I remember saying ‘I will not let being a mother change me’.
Now I snigger and roll my eyes when I hear people trotting out that line.
Apologies if you really have managed not to change, or intend not too.
But I don’t believe it for a second.
- You are not a priority anymore. Neither is your partner. Your baby calls the shots now. At some point you will have to manage on four hours sleep (or less) or eat your dinner cold.
- Someone else’s happiness matters more than your own. Sure, you can spend an entire Saturday shopping if that’s what you want. But Junior is likely to get pretty darned bored in that pushchair all day, and you will leave a trail of raisins/juice/chocolate buttons behind you. Spending an afternoon at soft play is likely not your idea of heaven, but you’ll come around when you see how much sweaty fun your offspring has leaping into ball pits and careering down crazy slides. It’ll also help that they sleep well that night too.
- You get older. Most of us change our habits as we settle into thirties and forties, whether kids is a cause or consequence of this I couldn’t say, but either way life is a process, just because we change doesn’t mean it’s bad.
- You realise that having kids is a good excuse to act like a kid. Paddling in the sea in February when you’re thirty-two looks a bit odd. Doing it with a toddler however is perfectly acceptable. Not to mention ice-cream, sweets, donuts. You can even trot out a pre-schooler tantrum with the excuse that you’re ‘showing them how silly they look’.
- You’re friendship groups will shift. Inevitably you will start hanging out with people who also have littlies, whether it’s friends you’ve not seen since they had kids, or someone you met at a baby group. Doing baby-stuff with someone else can be more enjoyable than on your own, particularly before your baby does much walking and talking.
- Going out involves much planning. Stopping at the pub on the way home pre-kids is simple. After kids, it disrupts routine, the baby needs to be fed, they’re overtired, and if you do manage that drink in peace, any kind of hangover isn’t generally well received at 5am by a screaming child. And if you try to go out without kids….you need a babysitter, they’ll definitely be ill, you’ll have to try and get ready, after which you’ll just think it’ll be easier to stay in.
- Money. Whatever way you do it (unless you have wonderful family who look after your kids for free), kids cost. Whether you reduce your hours to stay home with them, give up work entirely, or decide to put them into childcare, you are probably going to be faced with less money coming in. So your life will change on that front. Not that it’s bad, just different.

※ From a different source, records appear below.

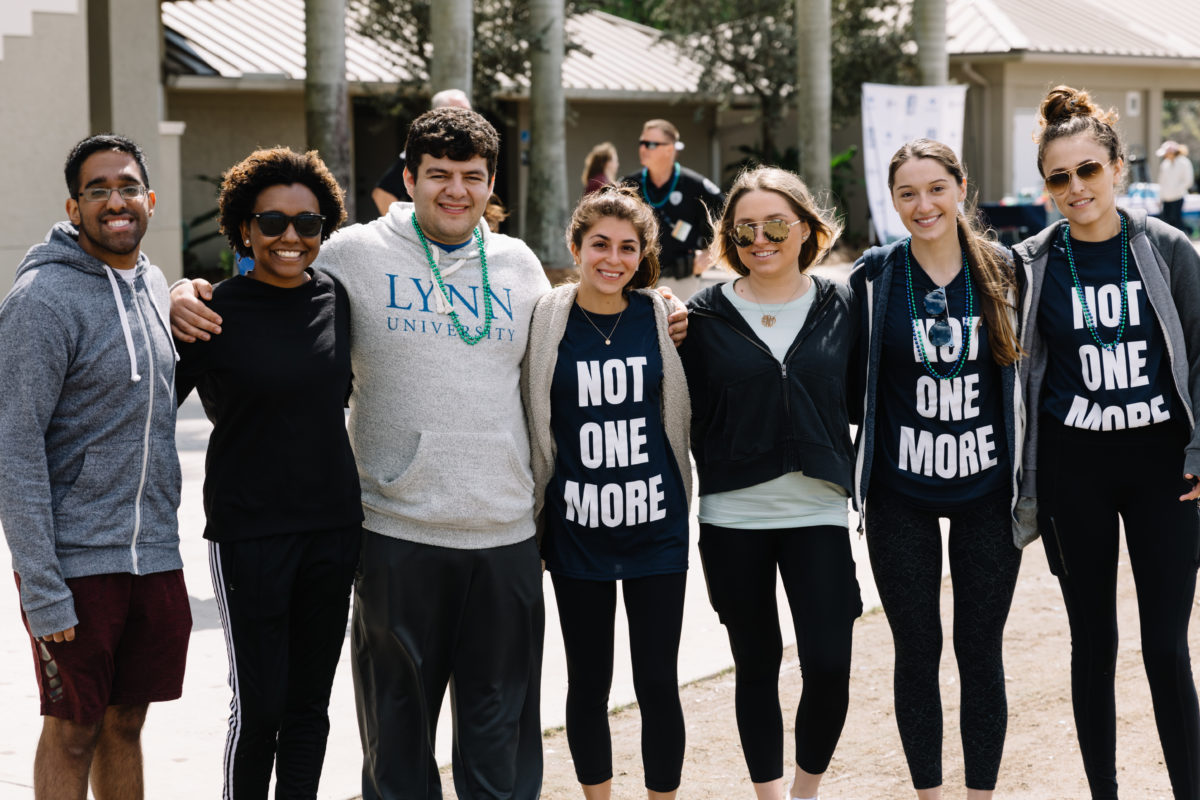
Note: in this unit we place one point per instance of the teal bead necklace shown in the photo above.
(437, 276)
(1125, 286)
(646, 191)
(918, 329)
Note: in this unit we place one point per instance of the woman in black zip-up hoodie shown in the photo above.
(766, 359)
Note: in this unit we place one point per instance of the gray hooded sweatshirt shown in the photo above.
(89, 475)
(437, 425)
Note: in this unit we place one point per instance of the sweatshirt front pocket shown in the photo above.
(471, 481)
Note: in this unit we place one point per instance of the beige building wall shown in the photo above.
(42, 114)
(223, 127)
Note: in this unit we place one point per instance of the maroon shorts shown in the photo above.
(130, 645)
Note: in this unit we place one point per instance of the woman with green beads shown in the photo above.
(1111, 325)
(939, 437)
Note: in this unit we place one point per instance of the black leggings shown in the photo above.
(654, 608)
(905, 545)
(1085, 480)
(822, 591)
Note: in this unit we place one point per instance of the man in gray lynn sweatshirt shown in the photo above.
(91, 477)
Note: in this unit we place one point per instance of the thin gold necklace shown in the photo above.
(768, 318)
(607, 337)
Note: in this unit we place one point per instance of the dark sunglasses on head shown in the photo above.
(274, 223)
(1060, 181)
(940, 334)
(775, 230)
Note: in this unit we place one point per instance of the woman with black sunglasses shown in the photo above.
(766, 360)
(1113, 329)
(937, 439)
(281, 489)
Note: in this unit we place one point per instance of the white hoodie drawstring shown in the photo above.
(125, 324)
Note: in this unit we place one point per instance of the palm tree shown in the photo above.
(453, 32)
(929, 24)
(547, 138)
(325, 96)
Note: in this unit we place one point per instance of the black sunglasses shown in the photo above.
(1060, 181)
(940, 334)
(775, 230)
(274, 223)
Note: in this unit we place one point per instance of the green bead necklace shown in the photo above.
(646, 190)
(1125, 286)
(437, 276)
(918, 329)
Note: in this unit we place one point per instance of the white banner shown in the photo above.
(892, 116)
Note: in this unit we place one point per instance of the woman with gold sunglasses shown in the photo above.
(766, 359)
(1111, 325)
(937, 438)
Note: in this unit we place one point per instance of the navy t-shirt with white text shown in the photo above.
(1085, 385)
(616, 506)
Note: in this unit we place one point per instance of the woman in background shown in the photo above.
(281, 489)
(1113, 384)
(607, 407)
(600, 168)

So, embrace the change, it’s part of our story. If you can let something as massive as becoming a parent NOT change you, then I actually think you have something wrong with you. I think we all accept that we go through different phases, and being a parent is one of those. You may come out of it a completely different person. You may revert back to (kind of) how you were. It matters not. All that does matter is that you enjoy your life, and your little people enjoy theirs; whatever form that may take.